今回の済生会熊本病院のオンラインでの地域医療連携の勉強会は、オンラインも情報量を落とさずに開催可能であることを明らかにしていました。そしてそれは、これからの医療連携における情報共有にはオンラインを組み込んでいかないと乗り遅れる可能性が高いと思わされる内容でした。
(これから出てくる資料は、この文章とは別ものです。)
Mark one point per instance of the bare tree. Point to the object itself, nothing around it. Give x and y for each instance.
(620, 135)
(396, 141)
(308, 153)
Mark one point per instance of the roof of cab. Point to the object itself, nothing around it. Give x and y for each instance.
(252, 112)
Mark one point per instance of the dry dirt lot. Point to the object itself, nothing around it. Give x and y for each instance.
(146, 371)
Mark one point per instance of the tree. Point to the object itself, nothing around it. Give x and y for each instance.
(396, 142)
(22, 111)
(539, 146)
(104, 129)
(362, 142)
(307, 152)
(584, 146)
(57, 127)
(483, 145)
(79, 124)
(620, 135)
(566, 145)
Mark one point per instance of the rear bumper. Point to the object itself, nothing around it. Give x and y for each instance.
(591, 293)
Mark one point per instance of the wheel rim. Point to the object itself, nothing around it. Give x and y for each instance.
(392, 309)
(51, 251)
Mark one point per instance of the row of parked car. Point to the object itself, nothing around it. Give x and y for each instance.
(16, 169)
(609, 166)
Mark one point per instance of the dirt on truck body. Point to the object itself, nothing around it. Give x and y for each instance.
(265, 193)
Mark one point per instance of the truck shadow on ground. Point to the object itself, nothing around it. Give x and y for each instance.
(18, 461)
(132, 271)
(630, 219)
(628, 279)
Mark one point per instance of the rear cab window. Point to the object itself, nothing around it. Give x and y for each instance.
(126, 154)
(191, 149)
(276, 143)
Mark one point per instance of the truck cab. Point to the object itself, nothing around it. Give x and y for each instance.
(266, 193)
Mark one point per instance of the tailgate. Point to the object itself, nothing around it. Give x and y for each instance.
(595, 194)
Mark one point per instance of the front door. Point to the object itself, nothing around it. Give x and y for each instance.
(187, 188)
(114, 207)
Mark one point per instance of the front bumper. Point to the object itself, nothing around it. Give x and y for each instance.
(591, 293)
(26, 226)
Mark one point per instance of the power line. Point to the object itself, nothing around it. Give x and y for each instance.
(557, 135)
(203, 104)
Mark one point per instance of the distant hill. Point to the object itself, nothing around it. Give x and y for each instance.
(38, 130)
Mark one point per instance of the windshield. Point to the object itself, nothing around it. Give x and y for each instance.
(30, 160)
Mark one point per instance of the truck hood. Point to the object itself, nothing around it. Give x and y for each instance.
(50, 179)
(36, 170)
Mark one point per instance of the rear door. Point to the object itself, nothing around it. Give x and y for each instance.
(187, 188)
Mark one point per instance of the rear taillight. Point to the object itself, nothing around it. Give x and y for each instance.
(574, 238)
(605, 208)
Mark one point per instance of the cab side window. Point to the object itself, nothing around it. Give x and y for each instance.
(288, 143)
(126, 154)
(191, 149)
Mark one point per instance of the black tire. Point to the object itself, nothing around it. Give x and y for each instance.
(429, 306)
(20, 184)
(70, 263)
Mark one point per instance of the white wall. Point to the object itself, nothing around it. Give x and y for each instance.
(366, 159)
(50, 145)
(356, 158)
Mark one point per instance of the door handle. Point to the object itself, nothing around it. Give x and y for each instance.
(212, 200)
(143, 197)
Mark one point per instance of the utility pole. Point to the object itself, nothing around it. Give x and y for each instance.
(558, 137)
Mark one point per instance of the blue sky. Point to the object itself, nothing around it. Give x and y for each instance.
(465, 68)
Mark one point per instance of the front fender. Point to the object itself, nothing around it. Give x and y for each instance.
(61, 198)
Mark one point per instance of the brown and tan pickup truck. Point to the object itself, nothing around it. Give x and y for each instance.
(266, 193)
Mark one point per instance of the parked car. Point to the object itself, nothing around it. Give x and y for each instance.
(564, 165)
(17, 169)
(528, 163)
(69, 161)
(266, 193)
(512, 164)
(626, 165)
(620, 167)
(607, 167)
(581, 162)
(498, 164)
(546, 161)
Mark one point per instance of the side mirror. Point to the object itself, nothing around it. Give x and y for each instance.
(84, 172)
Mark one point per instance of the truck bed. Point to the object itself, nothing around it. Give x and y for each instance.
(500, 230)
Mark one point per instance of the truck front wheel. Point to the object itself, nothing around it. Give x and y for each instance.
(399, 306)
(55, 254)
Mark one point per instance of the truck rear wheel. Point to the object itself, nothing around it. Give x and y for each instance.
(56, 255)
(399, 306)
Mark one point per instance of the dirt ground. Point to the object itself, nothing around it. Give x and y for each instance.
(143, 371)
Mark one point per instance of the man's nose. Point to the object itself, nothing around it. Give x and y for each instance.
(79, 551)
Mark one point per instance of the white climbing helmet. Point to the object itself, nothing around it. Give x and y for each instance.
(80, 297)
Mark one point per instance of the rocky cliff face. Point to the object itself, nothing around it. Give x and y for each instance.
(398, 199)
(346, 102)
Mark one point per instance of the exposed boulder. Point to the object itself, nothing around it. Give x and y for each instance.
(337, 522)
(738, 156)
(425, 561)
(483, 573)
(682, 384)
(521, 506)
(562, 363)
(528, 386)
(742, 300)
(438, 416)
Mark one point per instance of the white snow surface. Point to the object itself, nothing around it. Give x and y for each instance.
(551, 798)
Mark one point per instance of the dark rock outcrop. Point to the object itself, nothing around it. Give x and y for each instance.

むしろ、地域医療機関向けの症例報告や診療環境のPRであれば、お互いに忙しい者同士ですのでオンラインの方が向いているのでは?という気すらします。(もちろん、オフラインでの病院同士のネットワーキング構築は非常に重要ではありますが。。)そういった意味で、内容だけではなく、これからの地域医療連携の在り方自体を考えさせられる勉強会でした。

 

あと、医療機関の後方連携の課題解決に取り組まれている3Sunnyの志水さんから、Twitter上でこんなコメントが。

個人的には、こういったところを手伝ってもらえると医療機関的にはかなり助かると思います。(オフラインでの勉強会では、製薬会社が入っている印象もありましたが。オンラインではこういうところも変わってくるのかな?)

実は済生会熊本病院は以前一度お邪魔したことがあるのですが、各部署に優秀な事務職な方が多くいらっしゃる病院だという印象を強く持っていました。今回の勉強会は、そういった事務職を多く抱えている病院だからこそ開催できたのではという気もしています。マンパワー不足の病院は、ノウハウの豊富な外部企業と手を組んでこう言ったオンライン勉強会を開催した方が院内職員の手間暇を考えると意外と安上がりかも…。

ちなみに済生会熊本病院では医療連携分野でデジタルトランスフォーメンションの取り組みを活発化させているらしく、これからの仕掛けにも目が離せません。

と、最後は済生会熊本病院がアツい!という話になってしまいましたが、他業界の「当たり前」を病院業界で先駆けて実践したオンラインでの地域連携勉強会、これからどんどん広まっていく気がしますので要チェックです。

そして新しい形式での勉強会を運営された済生会熊本病院の関係者のみなさま、おつかれさまでした!